Currently, the W3C RDF validator, Python rdflib and Jena libraries all allow
and/or generate RDF with URIs that contain unescaped spaces (and presumably
other characters).
This note suggests that spaces (and other characters) must be %-escaped before
being serialized into RDF 1.1, where current practice, as far as I can discern,
is to assume that RDF carries character-encoded URIs that are not %-escaped.
For the following, I assume that RDF 1.1 is intending to say that spaces MUST be
%-escaped in URIs used as RDF node identifiers.
Suppose I implement a service that accepts RDF from its clients. What is it to
do about URIs containing unescaped spaces?
If it rejects them as ill-formed, then it fails compatibility with existing
clients that provide RDF 1.0 compatible data.
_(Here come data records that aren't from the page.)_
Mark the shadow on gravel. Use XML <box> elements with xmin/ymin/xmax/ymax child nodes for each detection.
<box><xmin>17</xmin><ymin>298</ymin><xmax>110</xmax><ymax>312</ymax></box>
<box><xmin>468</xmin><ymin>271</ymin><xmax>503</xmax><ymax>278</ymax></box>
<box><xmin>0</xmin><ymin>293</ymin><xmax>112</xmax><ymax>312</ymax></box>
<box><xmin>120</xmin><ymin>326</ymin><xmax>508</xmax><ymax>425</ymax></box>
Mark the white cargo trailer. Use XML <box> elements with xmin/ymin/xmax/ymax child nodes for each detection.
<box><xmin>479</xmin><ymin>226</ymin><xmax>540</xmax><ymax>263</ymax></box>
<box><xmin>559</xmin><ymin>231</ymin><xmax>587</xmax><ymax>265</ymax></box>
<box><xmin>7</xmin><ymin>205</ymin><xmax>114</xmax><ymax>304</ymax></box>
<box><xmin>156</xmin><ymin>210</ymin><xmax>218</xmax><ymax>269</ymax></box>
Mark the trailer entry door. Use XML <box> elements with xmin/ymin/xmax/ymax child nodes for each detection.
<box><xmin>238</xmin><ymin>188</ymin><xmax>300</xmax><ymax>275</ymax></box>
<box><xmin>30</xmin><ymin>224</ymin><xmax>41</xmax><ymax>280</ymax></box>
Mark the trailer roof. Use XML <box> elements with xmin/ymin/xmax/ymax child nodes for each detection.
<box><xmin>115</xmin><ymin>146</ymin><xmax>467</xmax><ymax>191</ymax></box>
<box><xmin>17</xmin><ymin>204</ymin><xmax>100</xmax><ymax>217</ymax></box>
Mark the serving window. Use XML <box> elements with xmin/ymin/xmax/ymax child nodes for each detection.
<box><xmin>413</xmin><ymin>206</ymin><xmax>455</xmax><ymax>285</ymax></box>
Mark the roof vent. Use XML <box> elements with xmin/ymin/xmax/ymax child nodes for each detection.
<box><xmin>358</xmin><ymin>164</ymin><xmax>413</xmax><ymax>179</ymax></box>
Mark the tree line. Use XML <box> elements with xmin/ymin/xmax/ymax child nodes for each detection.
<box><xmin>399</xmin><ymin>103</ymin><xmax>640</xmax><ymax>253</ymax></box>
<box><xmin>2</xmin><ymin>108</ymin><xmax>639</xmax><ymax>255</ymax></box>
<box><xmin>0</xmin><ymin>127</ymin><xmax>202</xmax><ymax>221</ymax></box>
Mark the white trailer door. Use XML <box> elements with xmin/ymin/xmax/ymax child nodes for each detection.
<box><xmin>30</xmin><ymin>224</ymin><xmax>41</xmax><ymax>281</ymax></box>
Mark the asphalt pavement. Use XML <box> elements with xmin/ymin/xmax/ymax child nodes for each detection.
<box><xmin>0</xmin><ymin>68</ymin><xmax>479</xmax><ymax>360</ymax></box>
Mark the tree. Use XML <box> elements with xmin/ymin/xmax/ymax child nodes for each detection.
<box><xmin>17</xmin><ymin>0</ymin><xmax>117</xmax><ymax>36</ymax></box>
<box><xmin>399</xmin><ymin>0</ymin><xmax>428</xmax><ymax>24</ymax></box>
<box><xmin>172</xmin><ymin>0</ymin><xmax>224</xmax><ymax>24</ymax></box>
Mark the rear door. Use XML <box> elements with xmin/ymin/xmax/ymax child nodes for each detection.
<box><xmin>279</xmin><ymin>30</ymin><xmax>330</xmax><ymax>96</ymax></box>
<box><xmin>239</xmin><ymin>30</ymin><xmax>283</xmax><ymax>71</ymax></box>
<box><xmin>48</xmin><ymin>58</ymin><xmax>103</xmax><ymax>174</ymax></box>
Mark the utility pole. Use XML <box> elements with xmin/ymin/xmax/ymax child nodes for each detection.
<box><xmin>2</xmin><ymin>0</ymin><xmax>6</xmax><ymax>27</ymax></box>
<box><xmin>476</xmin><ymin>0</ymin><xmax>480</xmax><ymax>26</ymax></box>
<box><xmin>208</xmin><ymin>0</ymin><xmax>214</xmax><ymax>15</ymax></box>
If it applies %-escaping to non-URI-valid characters, this will result in
double-escaping of RDF data from RDF 1.1 clients, something that RFC3986 says
must be guarded against (http://tools.ietf.org/html/rfc3986#section-2.4), and
may fail to recognize as equal URIs that should be equal provided by RDV 1.0 and
RDF 1.1 clients.
****
And a nit: the [IRI] reference in this document actually links to the URI spec.